# Tickwomp's 200 (FINALLY)



## Tickwomp (May 27, 2003)

damn it took me forever to get everything in...man i been meaning to take pics for the last 3 damn weeks but nooo...after i wash it rains...after i wax it rains..but i got it done finally  about a month's worth of work. Warning on dial-up, there's 8 pics, kinda big


































































I'll get a few more when its dark (lights and all that)


----------



## whiteb14 (Jul 7, 2002)

CLEAN RIDE!  ive never seen projectors look so good on a car... are u planning on getting stealth corners? i think clear or amber corners would give the car a better contrast than being all black... and it also goes with the amber signals in the rear. i like ur interior a lot and the 98 grille


----------



## Tickwomp (May 27, 2003)

thx. yea, definitely the full ambers. as soon as liuspeed can get em


----------



## nitestridar (Jun 29, 2002)

looking nice..


black b14's are taking over the board..


----------



## Mazoku (Oct 22, 2002)

That 98 grill really looks great on a black car...makes me wish my car was black!


----------



## RedSER93 (Apr 11, 2003)

looks real clean, very nice


----------



## Ninety-Nine SE-L (May 5, 2002)

Oh man, get some corners, the stock ones take away from the beauty. Other than that, I'm envious.


----------



## pearsont74 (Oct 1, 2002)

whiteb14 said:


> *CLEAN RIDE!  ive never seen projectors look so good on a car... are u planning on getting stealth corners? i think clear or amber corners would give the car a better contrast than being all black... and it also goes with the amber signals in the rear. i like ur interior a lot and the 98 grille *


Look almost the same as mine...


----------



## pearsont74 (Oct 1, 2002)

Oh...nice car Tickwomp
Looking excellent, is that lowered?


----------



## Tickwomp (May 27, 2003)

thx. heh nope, just regular height...dont' want to worry everytime i go up a hill or something...


----------



## 9double8 (Jul 9, 2002)

nice and clean!!


----------



## LIUSPEED (May 29, 2002)

nice ride tickwomp.

fyi.. gen 2 stealth corners might be out soon so u might want to look into that.
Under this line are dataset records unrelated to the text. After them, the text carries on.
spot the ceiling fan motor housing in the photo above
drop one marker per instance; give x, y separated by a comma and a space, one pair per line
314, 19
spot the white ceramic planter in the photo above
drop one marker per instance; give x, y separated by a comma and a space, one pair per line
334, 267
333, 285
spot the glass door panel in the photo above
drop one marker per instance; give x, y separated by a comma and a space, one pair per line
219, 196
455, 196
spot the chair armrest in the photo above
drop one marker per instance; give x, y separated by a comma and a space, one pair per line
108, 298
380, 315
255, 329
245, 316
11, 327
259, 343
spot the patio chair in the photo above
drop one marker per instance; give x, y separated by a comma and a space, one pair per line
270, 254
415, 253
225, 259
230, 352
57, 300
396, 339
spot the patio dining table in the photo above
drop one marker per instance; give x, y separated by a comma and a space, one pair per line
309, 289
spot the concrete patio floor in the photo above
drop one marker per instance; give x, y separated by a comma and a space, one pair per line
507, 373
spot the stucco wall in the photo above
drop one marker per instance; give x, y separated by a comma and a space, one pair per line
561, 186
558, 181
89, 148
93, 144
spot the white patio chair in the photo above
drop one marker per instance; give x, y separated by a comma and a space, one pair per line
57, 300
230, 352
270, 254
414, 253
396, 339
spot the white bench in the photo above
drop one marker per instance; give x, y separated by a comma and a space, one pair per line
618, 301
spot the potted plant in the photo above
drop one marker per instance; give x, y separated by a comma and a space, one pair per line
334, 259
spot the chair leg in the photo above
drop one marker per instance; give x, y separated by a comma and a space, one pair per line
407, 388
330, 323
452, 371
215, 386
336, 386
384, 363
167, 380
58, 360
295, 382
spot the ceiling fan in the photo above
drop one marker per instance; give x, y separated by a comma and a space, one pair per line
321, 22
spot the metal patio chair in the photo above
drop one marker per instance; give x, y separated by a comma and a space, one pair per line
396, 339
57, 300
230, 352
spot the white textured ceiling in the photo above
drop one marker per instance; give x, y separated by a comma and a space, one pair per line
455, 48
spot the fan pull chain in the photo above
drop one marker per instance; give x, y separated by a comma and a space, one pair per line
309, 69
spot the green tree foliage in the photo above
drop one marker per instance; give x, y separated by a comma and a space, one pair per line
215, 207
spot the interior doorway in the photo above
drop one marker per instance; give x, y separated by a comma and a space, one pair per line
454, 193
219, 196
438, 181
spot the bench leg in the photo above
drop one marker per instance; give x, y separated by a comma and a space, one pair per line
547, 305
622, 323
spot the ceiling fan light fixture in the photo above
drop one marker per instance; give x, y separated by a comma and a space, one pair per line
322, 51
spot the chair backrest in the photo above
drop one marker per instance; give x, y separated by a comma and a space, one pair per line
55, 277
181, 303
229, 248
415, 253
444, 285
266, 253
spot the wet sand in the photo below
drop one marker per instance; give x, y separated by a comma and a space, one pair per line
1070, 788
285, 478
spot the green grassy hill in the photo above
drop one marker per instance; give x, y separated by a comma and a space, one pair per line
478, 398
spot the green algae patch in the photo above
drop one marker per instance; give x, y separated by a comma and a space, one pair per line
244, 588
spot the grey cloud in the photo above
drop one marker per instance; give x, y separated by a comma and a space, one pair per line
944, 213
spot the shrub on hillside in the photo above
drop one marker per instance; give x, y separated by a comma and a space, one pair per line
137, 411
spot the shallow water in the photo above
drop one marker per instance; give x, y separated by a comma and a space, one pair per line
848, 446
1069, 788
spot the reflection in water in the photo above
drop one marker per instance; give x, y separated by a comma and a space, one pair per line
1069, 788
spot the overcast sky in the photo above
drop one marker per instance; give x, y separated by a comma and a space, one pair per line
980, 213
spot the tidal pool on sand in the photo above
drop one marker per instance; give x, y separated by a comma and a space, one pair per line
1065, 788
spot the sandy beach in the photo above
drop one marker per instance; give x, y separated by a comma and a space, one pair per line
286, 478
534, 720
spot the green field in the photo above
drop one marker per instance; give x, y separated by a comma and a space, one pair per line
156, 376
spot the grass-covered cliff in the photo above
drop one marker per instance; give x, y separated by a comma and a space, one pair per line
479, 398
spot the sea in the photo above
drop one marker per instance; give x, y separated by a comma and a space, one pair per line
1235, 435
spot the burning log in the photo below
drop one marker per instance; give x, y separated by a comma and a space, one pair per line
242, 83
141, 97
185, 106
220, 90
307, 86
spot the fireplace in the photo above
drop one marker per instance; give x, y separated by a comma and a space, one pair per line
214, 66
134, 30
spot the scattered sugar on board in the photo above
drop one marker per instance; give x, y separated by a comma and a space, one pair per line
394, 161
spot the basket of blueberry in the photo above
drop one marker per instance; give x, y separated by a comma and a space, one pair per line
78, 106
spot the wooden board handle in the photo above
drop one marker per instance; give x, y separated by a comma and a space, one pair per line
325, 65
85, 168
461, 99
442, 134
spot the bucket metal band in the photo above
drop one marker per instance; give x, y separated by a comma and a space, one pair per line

ambers are kinda hard for me to get right now so just keep waiting.


----------



## Tickwomp (May 27, 2003)

what exactly are stealth corners? ive heard of em but iunno what they look like.


----------



## nissan_dude (Apr 23, 2003)

the stealth corners are basically corners with black housing...they would flow very nicely with your black projectors.. matt's car @ http://www.nissanperformancemag.com/february03/anderson/ will give u a good example of what the combo wud look like..and i think The Gimp has black crystal clears & black halos on his black 200


----------



## HLBulldog (Mar 12, 2003)

that is a tight car, what kind of exhaust is that? i love the interior especially that little clock, cause i have the exact same one, great job


----------



## Tickwomp (May 27, 2003)

HLBulldog said:


> *that is a tight car, what kind of exhaust is that? i love the interior especially that little clock, cause i have the exact same one, great job *


Pacesetter Monza Catback. only like 200 bucks, i painted the piping with that duplicolor high heat stuff...1200 degree crap that protects against rust, salt, etc.


----------